Abstract

Abstract The beta adrenergic blocking agent, propranolol, was given intravenously to fifty consecutive patients on fifty-four separate occasions for a variety of cardiac rhythm disturbances. The drug consistently slowed sinus tachycardias and reduced the ventricular rate in atrial flutter and atrial fibrillation. Digitalis-induced rhythm disturbances, especially paroxysmal atrial tachycardia with block and ectopic ventricular contractions, were particularly responsive to propranolol. Ectopic ventricular contractions due to other causes and ventricular tachycardias were much less responsive. Ectopic atrial and nodal tachycardias were occasionally converted to a sinus mechanism. Pre-existing atrioventricular block may be increased. Although no serious side effects were encountered in our series, the drug should not be administered intravenously to patients suffering from serious myocardial disease, particularly those manifesting hypotension and/or congestive failure, or to asthmatic patients.
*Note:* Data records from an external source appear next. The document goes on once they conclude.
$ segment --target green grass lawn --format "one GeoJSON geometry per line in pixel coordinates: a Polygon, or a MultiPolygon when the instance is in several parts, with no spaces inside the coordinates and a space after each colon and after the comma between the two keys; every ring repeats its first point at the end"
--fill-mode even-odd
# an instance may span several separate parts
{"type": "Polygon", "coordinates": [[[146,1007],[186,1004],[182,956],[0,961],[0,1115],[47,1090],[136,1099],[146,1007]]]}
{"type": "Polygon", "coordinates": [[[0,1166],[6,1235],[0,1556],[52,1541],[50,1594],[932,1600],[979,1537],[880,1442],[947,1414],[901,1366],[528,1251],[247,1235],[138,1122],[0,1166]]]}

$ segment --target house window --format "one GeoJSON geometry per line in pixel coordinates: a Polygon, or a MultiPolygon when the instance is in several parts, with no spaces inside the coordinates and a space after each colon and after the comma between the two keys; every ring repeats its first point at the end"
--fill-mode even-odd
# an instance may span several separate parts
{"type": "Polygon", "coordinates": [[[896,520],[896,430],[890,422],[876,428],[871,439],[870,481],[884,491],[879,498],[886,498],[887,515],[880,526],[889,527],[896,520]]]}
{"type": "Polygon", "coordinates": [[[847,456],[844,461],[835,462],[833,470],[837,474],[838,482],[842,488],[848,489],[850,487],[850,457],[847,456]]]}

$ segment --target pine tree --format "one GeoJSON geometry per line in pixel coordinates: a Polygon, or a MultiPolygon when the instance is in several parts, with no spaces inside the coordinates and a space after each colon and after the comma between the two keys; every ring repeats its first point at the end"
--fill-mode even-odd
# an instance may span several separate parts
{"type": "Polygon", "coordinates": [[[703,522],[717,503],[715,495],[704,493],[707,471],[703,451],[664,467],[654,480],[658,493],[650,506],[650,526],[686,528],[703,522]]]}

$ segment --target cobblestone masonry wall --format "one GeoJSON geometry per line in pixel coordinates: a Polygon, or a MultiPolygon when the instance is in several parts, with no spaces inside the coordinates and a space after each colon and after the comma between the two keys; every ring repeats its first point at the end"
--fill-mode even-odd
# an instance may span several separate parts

Nor should patients who display any degree of atrioventricular nodal block be given propranolol intravenously; an exception to this rule is digitalis-induced paroxysmal atrial tachycardia with block, in which case beta adrenergic blockade frequently re-establishes a sinus mechanism with only a transient increase in the degree of atrioventricular block. Propranolol may offer considerable differential diagnostic help in the evaluation of rapid regular tachycardias when there is no response to carotid sinus stimulation. Careful monitoring of blood pressure, apical rate and rhythm mechanism by electrocardiography during the intravenous administration of propranolol is mandatory.